I suspect that it looks almost as some sort of CPU bottleneck (but one which doesn’t scale with multiple threads). That’s because my Linux machine has RTX 3070 and denoising there is actually considerably faster than on my Windows machine that has RTX 3080 (and comparable CPU) and this is what tends to happen when on other more complicated code which are compiled with gcc vs. MSVC.
Yes I create all the streams before using them / not using the default one. And it also appears the performance doesn’t scale beyond 8 parallel streams.
AOV denoiser also doesn’t seem to scale by using multiple threads (only multiple streams)
Yes this is expected; CPU threads don’t affect GPU serialization, only CUDA streams do. However, your note on Linux vs Windows, and 3070 vs 3080 is pretty interesting. I would recommend using Nsight Systems to profile on both machines and see if you can spot where the speed difference is. I would expect the actual kernel execution times on the 3080 to be faster than the 3070, all else being equal. If there is a difference in CPU speed that is bottlenecking your program, you might be able to see it in the gaps between kernels, or in the host-side profile directly. Nsight Systems will include CPU-side functions as well, if you let it, so you get a nice picture of both CPU and GPU activity, and how they intermingle.
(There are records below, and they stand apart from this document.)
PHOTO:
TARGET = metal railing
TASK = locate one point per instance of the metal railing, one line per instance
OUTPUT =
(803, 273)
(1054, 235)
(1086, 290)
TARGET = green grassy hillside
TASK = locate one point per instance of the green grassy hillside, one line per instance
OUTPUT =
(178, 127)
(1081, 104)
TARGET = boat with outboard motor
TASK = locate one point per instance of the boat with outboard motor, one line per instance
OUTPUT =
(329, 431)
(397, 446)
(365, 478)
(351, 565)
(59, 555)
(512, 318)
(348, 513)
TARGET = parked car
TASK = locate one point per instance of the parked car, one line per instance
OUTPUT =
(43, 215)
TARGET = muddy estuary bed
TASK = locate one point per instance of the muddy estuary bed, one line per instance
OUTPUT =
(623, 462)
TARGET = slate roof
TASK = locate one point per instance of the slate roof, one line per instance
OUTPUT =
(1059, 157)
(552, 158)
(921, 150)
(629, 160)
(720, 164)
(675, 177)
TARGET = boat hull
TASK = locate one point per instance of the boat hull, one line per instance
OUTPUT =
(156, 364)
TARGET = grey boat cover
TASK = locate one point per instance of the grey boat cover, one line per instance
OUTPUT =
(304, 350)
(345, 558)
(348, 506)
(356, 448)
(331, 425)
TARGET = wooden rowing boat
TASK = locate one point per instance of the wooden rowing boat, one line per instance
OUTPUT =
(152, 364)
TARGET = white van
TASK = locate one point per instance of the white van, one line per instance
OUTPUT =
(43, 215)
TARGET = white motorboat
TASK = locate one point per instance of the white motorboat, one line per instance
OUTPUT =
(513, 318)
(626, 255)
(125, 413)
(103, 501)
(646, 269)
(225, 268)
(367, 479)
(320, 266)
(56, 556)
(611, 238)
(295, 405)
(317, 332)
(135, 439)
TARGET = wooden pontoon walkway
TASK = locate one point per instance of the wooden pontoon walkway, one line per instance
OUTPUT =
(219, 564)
I also tried putting all the images into single big texture
I think this is probably the only hope for batching many small images with the current API. Maybe consider playing with a scheme where you extend the boundary pixels of your image tiles into the gutter between images, so it’s not just black. That way, if it does a little filtering that brings in pixels from outside the image boundary you won’t notice. There are multiple ways you might do that, copying pixels along colums & rows, or by diffusing the color. I would assume wrapping (where you start using pixels from the left side of the image once you run off the right side) might have the same problem as using a black background, but I’m not sure. There might be ways to put a different color that’s not black against the boundary and get the denoiser to believe it’s an edge or high frequency detail.
It’s a good idea, but I don’t think the albedo or alpha buffers can be used to mask what pixels get used for denoising. But maybe playing with the background more will yield a viable approach.